B. Had some problems but most were resolved?
C. Had no significant delays?
D. All of the above?
How it went depends on who was reporting it, but the event was certainly not the outright passenger-inconvenient disaster some had predicted.
The conversion process involved moving millions of reservations and re-establishing numerous communication links.
According to reports, technical issues on Saturday were cleared up by Sunday, when United’s on-time performance was better than 77%.
That exceeds the on-time performance recorded on the same Sunday a year earlier, according to worldairlinenews.
By Monday, the airline’s domestic on-time performance was even better at more than 90%.
"With a project of this magnitude, it is natural that we would have a few technical issues, and we expected and prepared for operational challenges," said United spokeswoman Megan McCarthy.

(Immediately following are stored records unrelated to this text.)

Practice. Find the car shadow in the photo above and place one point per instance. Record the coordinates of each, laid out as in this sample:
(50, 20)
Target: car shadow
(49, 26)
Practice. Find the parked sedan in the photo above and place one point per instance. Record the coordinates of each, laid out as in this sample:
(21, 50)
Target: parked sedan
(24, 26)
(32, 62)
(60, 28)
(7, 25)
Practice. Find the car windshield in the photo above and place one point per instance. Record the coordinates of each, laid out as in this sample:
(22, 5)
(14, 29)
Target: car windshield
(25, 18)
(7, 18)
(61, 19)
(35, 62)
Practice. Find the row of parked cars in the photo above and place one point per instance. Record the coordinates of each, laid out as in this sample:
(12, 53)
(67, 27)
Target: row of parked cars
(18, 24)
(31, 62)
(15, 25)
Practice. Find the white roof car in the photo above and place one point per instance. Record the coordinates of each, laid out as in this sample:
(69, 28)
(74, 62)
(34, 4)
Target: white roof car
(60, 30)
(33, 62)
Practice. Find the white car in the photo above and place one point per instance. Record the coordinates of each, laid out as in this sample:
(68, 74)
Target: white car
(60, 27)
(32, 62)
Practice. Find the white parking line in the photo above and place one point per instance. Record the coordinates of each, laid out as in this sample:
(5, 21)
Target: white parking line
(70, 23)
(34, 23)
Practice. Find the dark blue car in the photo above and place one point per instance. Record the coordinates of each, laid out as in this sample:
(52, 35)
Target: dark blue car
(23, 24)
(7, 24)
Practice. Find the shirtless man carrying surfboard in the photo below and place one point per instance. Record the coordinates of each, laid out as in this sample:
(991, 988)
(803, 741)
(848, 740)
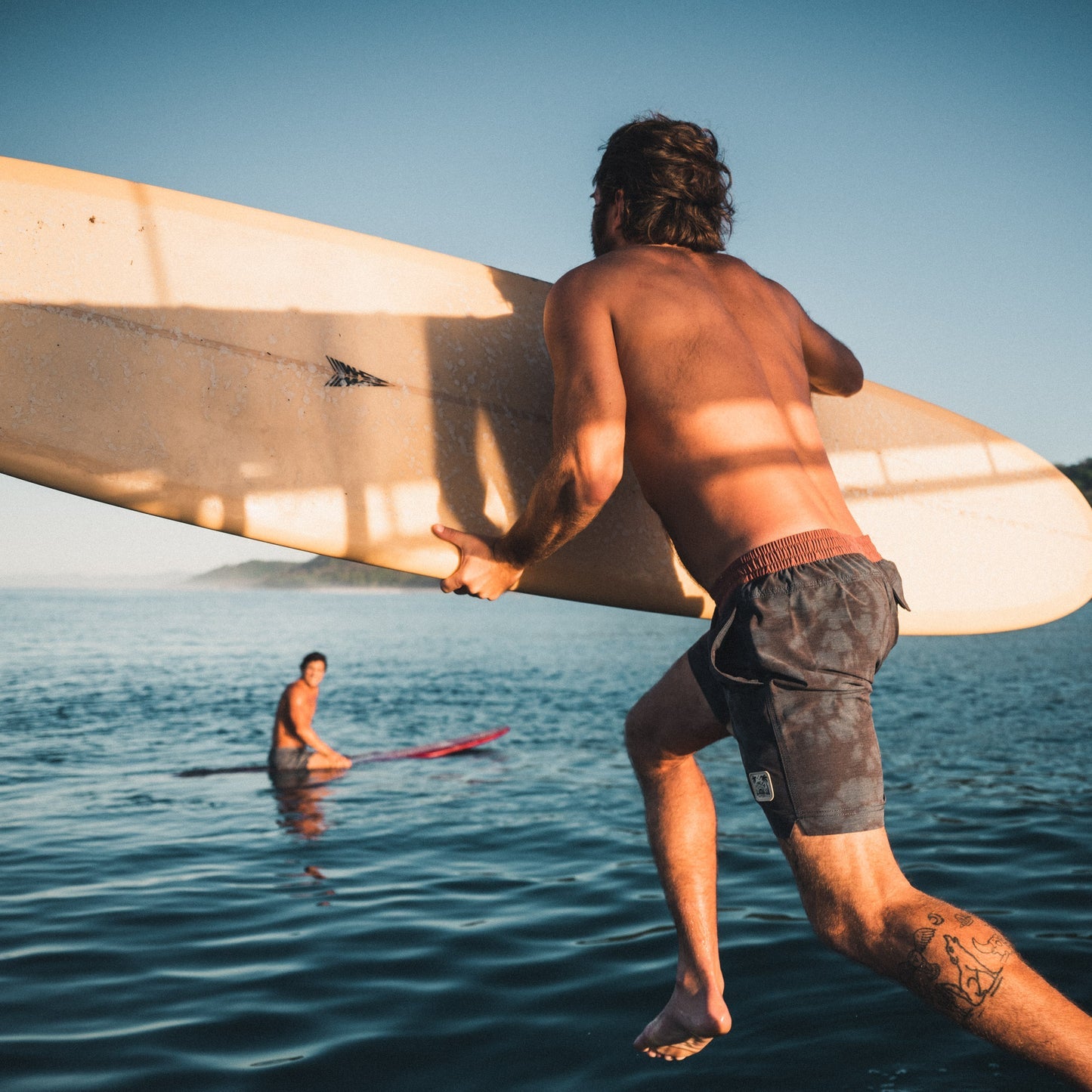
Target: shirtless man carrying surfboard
(700, 370)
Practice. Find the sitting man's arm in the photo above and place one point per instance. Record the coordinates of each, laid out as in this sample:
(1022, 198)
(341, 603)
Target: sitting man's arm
(586, 461)
(832, 368)
(299, 709)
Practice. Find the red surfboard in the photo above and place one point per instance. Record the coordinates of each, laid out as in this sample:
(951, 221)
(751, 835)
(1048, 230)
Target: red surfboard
(429, 750)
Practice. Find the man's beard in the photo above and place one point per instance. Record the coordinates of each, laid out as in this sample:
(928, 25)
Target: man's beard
(600, 245)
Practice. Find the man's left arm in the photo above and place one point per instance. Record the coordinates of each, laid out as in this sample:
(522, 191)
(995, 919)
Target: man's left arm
(586, 460)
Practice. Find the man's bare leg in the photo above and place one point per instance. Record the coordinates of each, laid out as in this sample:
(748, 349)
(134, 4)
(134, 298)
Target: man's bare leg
(663, 732)
(859, 903)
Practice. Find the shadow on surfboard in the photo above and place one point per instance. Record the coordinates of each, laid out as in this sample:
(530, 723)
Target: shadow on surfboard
(429, 750)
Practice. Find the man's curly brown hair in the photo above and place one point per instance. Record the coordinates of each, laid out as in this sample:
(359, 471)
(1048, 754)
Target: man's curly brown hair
(675, 186)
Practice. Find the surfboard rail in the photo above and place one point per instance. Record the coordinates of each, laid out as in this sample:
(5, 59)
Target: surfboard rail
(311, 387)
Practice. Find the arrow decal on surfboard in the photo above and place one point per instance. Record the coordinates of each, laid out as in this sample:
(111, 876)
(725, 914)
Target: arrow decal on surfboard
(348, 376)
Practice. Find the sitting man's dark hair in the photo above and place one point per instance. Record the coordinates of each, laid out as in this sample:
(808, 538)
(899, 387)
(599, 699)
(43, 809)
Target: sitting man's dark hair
(675, 187)
(309, 659)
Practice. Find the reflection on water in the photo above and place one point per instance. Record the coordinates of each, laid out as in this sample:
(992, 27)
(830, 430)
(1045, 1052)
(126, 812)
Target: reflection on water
(493, 913)
(299, 795)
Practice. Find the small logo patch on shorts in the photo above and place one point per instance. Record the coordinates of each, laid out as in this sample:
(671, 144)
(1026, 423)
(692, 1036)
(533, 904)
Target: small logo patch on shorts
(761, 787)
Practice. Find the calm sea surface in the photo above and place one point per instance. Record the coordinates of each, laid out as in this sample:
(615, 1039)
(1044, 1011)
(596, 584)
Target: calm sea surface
(491, 920)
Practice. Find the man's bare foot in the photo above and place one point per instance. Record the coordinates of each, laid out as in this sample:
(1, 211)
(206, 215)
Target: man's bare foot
(688, 1023)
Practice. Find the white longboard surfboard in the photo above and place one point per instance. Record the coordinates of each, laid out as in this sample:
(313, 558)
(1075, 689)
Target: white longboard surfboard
(334, 392)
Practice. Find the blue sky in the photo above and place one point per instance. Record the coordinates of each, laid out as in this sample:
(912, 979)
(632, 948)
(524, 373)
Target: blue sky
(917, 174)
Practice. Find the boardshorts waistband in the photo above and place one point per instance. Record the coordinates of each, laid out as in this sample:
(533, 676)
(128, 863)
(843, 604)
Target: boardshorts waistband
(787, 667)
(289, 758)
(787, 552)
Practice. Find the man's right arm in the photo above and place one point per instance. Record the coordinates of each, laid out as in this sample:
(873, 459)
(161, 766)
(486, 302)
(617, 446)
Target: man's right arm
(832, 368)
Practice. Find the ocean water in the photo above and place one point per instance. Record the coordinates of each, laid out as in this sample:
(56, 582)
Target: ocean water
(490, 920)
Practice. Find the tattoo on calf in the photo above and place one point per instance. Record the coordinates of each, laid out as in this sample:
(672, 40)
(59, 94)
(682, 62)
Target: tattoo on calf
(977, 973)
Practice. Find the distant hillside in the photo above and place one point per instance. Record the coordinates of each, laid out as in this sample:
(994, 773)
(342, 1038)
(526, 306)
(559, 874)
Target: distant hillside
(318, 572)
(1080, 474)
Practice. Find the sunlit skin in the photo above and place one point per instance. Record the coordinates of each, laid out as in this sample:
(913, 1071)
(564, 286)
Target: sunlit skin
(700, 370)
(292, 726)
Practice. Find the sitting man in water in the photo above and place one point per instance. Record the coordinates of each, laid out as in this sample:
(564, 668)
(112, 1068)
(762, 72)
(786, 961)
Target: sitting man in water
(292, 726)
(700, 370)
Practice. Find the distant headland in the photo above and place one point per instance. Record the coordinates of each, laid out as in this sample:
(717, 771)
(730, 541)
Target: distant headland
(1080, 474)
(318, 572)
(336, 572)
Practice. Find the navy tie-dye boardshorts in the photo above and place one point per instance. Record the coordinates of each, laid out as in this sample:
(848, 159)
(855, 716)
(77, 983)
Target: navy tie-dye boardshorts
(787, 665)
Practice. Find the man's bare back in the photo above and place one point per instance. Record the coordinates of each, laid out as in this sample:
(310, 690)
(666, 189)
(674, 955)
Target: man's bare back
(700, 370)
(718, 365)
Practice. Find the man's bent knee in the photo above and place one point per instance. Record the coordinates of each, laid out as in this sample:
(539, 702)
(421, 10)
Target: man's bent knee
(672, 721)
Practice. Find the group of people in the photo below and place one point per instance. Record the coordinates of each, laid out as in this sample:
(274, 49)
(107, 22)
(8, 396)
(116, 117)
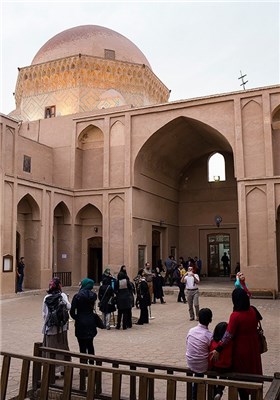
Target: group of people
(233, 346)
(113, 294)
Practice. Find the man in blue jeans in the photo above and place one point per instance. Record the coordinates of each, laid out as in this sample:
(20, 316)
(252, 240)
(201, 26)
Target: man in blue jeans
(198, 344)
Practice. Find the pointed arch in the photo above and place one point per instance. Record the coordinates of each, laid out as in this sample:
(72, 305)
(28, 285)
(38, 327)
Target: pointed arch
(216, 168)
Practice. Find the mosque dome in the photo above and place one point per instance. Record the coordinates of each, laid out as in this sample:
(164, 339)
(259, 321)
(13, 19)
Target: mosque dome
(90, 40)
(83, 69)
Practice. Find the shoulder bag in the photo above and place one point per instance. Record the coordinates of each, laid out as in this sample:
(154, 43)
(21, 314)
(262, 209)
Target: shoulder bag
(262, 338)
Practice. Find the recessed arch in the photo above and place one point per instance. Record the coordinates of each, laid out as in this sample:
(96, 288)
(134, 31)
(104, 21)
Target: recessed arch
(28, 206)
(216, 168)
(91, 137)
(62, 212)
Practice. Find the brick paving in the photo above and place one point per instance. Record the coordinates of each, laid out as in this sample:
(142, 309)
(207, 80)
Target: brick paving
(161, 341)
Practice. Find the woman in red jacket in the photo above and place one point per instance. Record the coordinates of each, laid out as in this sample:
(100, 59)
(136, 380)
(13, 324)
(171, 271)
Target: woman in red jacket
(242, 330)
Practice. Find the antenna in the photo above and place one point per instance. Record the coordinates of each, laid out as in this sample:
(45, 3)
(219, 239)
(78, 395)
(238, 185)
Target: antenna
(242, 77)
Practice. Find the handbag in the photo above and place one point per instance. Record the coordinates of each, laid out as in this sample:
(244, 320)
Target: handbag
(262, 339)
(98, 321)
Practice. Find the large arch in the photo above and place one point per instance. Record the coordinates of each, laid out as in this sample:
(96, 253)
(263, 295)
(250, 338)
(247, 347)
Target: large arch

United spent months preparing for the event and trained about 15,000 employees for it, but that still didn’t prevent some technical issues at its check-in kiosks.
"We did have some issues with our kiosks and at times that slowed the check-in process," McCarthy said.
On United's Facebook page, several passengers complained over the weekend about waiting on the phone for nearly two hours for a United customer representative for help with reservation problems.
"Infuriating," a United passenger posted on Facebook. "I finally got someone, but not before spending a total of almost 10 hours on hold with them in total calls over the weekend. The worst!"
Combining the reservation systems of the now merged airlines was the last major change in its merger, which now represents the largest airline in the world.